John Rapley | The Obama years – dignity and disappointment
As the final months of Barack Obama's presidency have dwindled to days, and now hours, the sense of foreboding is increasingly laced with disappointment, and even anger. To many of his most ardent supporters, Mr Obama was the man who came to power raising high hopes, only to let them down. As he leaves office with high approval ratings only to pass the baton to a successor much of America can barely stand, many are asking if Mr Obama couldn't have done more to prevent the rise of Donald Trump.
Before things get gloomy, let's start with the shine that will never tarnish. Some of Mr Obama's legacy will never be undone. In particular, getting elected was itself a huge achievement. In so doing, Mr Obama smashed a barrier that many people, myself included, worried might never fall. Today, African-Americans can reasonably cling to that little piece of the American dream, that any child can grow up to be President, and journalists now regularly scan the horizon for the promising young black politicians who might yet be White House material (Cory Booker? Kamala Harris?).
Mr Obama and his wife also did something that apparently mattered a lot to Democrats, still smarting from the Clinton presidency: they restored dignity to the White House.
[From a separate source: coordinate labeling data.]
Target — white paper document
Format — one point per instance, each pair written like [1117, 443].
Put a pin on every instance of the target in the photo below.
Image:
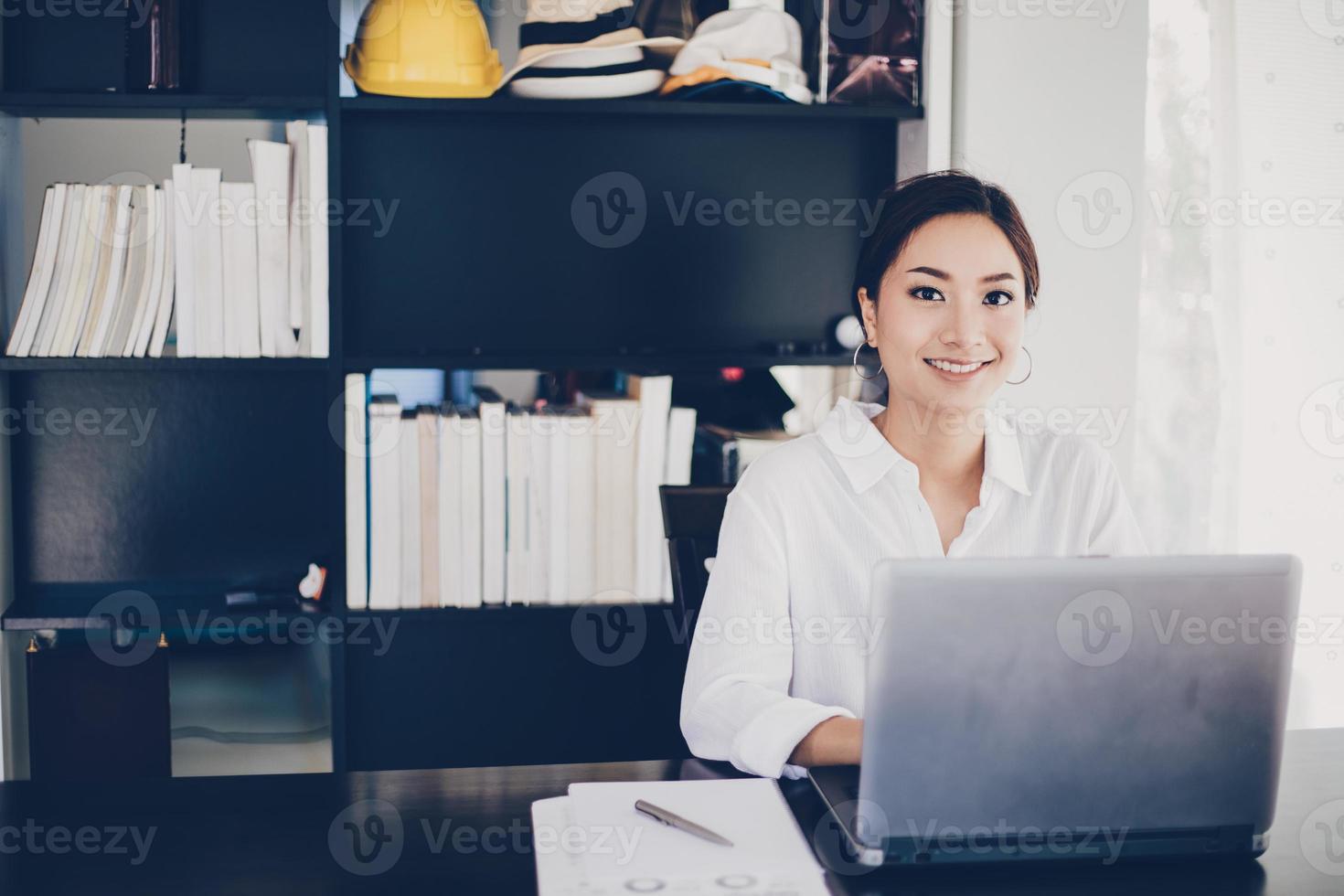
[595, 844]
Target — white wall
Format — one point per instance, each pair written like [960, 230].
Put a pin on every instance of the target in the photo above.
[1040, 102]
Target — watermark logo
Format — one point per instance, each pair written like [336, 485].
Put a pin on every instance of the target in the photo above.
[1324, 17]
[133, 627]
[832, 842]
[1321, 420]
[1321, 838]
[368, 837]
[609, 211]
[855, 19]
[609, 635]
[1095, 209]
[1095, 627]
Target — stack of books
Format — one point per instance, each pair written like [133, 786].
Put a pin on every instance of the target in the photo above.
[215, 269]
[506, 506]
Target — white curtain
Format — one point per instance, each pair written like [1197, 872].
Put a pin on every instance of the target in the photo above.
[1241, 389]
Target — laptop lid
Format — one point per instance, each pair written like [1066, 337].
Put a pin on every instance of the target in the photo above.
[1135, 693]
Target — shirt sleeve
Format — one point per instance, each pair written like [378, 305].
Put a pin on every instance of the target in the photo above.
[1113, 529]
[735, 701]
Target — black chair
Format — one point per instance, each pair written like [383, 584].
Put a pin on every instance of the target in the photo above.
[691, 518]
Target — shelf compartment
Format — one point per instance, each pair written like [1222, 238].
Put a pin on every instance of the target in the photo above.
[522, 669]
[169, 478]
[123, 105]
[634, 361]
[481, 243]
[671, 108]
[165, 364]
[70, 607]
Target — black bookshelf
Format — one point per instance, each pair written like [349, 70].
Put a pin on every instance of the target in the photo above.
[483, 268]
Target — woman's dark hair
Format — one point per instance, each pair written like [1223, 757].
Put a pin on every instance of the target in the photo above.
[909, 205]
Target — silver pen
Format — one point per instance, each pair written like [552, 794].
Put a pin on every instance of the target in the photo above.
[672, 819]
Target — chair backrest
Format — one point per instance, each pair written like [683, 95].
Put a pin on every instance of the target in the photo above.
[691, 518]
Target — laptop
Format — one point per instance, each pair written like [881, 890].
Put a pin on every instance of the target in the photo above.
[1070, 709]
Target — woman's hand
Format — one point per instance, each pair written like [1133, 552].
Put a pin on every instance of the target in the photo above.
[835, 741]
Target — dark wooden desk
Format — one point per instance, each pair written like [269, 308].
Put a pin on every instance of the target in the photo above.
[269, 835]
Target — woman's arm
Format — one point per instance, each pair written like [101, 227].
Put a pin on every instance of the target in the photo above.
[835, 741]
[735, 703]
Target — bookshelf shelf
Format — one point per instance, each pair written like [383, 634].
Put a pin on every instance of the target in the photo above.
[632, 361]
[182, 612]
[461, 248]
[165, 364]
[120, 105]
[618, 108]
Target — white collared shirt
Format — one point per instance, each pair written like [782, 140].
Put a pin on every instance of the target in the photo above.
[780, 644]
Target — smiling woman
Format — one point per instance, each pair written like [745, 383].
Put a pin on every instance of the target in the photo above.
[944, 285]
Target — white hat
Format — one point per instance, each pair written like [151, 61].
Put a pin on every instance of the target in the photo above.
[755, 45]
[583, 48]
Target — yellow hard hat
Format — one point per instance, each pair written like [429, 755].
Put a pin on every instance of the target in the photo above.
[423, 48]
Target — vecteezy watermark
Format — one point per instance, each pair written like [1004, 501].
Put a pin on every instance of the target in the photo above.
[280, 629]
[131, 621]
[613, 635]
[1246, 209]
[368, 837]
[34, 838]
[926, 840]
[609, 635]
[1321, 420]
[612, 209]
[1095, 627]
[136, 10]
[1324, 16]
[112, 422]
[128, 627]
[1095, 209]
[1321, 838]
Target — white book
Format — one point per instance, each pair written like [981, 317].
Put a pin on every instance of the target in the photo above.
[538, 492]
[185, 260]
[80, 334]
[317, 326]
[99, 217]
[677, 470]
[472, 518]
[145, 312]
[451, 509]
[614, 461]
[426, 501]
[409, 449]
[492, 501]
[65, 263]
[242, 306]
[40, 272]
[73, 271]
[271, 174]
[208, 254]
[139, 272]
[558, 508]
[517, 460]
[300, 237]
[139, 346]
[94, 336]
[357, 492]
[385, 506]
[163, 317]
[655, 398]
[582, 501]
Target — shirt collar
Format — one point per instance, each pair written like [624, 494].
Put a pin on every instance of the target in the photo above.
[866, 455]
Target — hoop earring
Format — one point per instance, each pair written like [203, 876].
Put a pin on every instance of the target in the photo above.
[858, 371]
[1029, 366]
Memories of his calm, statesmanlike leadership, and his and Michelle's unerringly dignified demeanour, will only grow fonder, now that the White House risks becoming the stage for schoolboy antics.
NEGLECTED THE PARTY
Yet that reserve and reflectiveness also had a cold, aloof aspect to it. Mr Obama seemed to retreat so far into the Oval Office that he neglected the needs of his party, of which the President is usually considered the leader. He spent comparatively little time fund-raising, pounding the hustings for allies or building the party's networks. Partly as a result, under his watch, the Democrats were ill-prepared to resist the Republican fightback from an exile that once looked, back in the heady days of 2008, like it might last a long time.
While Mr Obama neglected the Party, the Clinton machine, which also looked to have been soundly defeated back in 2008, staged its own fightback. Bill and Hillary gradually worked their way back to the centre of the party and put their allies in powerful positions, making her 2016 candidacy an all but done deal. Despite overwhelming evidence that America was in an insurgent mood, the Party chose a nominee who was the old guard incarnate, and Mr Obama went along with it.
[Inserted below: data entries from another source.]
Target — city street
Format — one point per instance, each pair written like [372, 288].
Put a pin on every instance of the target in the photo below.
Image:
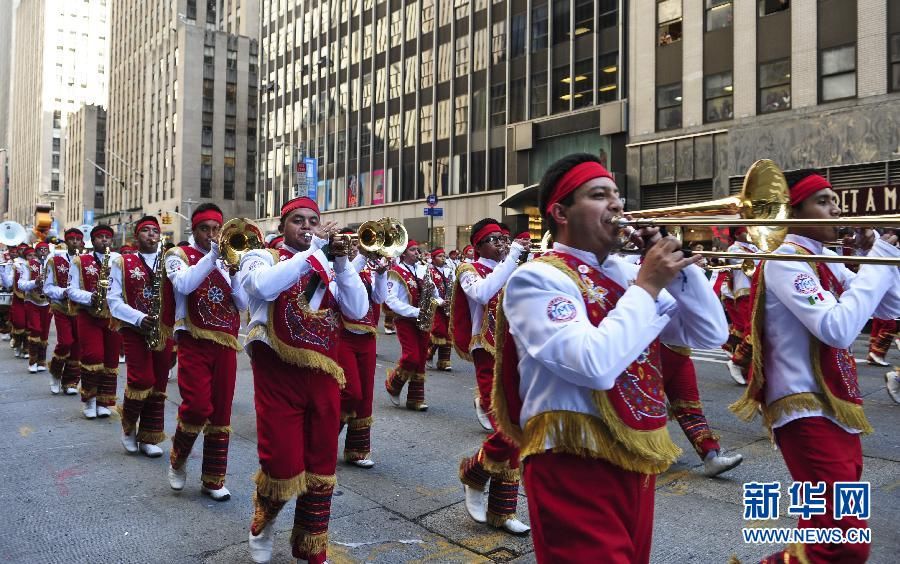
[71, 493]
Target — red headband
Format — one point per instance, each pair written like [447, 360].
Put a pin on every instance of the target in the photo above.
[576, 176]
[297, 203]
[146, 222]
[807, 187]
[205, 215]
[484, 232]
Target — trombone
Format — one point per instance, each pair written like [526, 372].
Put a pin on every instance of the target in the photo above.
[764, 208]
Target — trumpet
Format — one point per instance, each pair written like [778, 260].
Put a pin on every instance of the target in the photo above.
[764, 208]
[238, 237]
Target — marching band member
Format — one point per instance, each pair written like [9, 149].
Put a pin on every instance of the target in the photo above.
[578, 382]
[97, 331]
[884, 332]
[208, 302]
[737, 304]
[296, 300]
[495, 467]
[17, 317]
[683, 395]
[442, 276]
[134, 287]
[405, 284]
[803, 377]
[65, 367]
[356, 350]
[37, 307]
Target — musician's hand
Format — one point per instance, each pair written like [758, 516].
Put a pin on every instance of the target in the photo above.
[662, 263]
[147, 323]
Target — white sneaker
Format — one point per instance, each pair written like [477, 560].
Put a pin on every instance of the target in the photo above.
[364, 463]
[221, 494]
[872, 358]
[483, 419]
[130, 442]
[514, 526]
[261, 545]
[150, 451]
[90, 408]
[736, 373]
[475, 504]
[717, 463]
[892, 379]
[177, 478]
It was a catastrophic misjudgement, and we will all have to live with the consequences. Today, with two-thirds of America's governors and legislators being Republican, and with all branches of the federal government in Republican hands, Mr Obama's signature policies, like Obamacare, may be rapidly undone.
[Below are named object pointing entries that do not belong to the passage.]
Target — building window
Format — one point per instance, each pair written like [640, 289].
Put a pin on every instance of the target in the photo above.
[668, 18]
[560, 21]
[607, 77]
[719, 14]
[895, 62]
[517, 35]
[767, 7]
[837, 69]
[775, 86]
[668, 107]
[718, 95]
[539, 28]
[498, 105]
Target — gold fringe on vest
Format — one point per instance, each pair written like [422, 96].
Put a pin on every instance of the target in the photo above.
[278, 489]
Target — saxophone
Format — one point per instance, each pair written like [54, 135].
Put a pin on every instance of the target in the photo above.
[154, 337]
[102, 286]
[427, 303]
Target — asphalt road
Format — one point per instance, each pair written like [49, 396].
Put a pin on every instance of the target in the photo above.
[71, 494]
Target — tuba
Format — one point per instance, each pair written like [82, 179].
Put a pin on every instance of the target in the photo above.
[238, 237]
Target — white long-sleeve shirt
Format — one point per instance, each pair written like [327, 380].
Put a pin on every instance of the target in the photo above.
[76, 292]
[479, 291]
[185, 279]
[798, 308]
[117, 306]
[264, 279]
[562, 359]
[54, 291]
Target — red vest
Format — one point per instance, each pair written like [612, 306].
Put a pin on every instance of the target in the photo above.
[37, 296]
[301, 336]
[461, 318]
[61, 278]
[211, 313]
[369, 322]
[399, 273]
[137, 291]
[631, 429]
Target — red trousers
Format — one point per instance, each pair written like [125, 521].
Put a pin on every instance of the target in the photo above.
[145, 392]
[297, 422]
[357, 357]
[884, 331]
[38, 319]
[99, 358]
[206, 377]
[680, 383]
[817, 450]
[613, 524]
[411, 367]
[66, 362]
In the short term, too, things will probably only get worse for the Democrats. Since the drawing of electoral boundaries is a state responsibility, and is politicised in legislatures, Republican dominance at the state-level will ensure that redistricting will continue to favour the governing party.
Apparently mindful of this, Mr Obama has been hinting of late that he might stick around for a while to help his party to start rebuilding. We can only hope that if he does so, he returns to his roots. It's easy to forget now, but back in 2008, Mr Obama ran as something of an insurgent himself. After building a vast grassroots network via social media, he overwhelmed the Democratic establishment, whose commanding heights were solidly in the hands of the Clinton machine.
In theory, Mr Obama neglected his party because he was going to build upon this network, enabling him to mobilise support for the transformational presidency he wanted to bring about. In practice, he neglected the movement as well. Instead, once in office, he quickly made peace with the establishment. At the height of the worst financial crisis in history, he brought in the same Clinton-era officials that many Americans held responsible for the crisis. They set about bailing out the banks and foreclosing homes, setting in motion the populist insurgency that has now come into full bloom.
The Democrats are headed into an exile of their own, and Mr Obama seems ready to accept his share of the blame. If he attends to the unfinished work of his presidency, his may end up being one of those cases in which the historical record is determined as much by a post-presidency as by a presidency.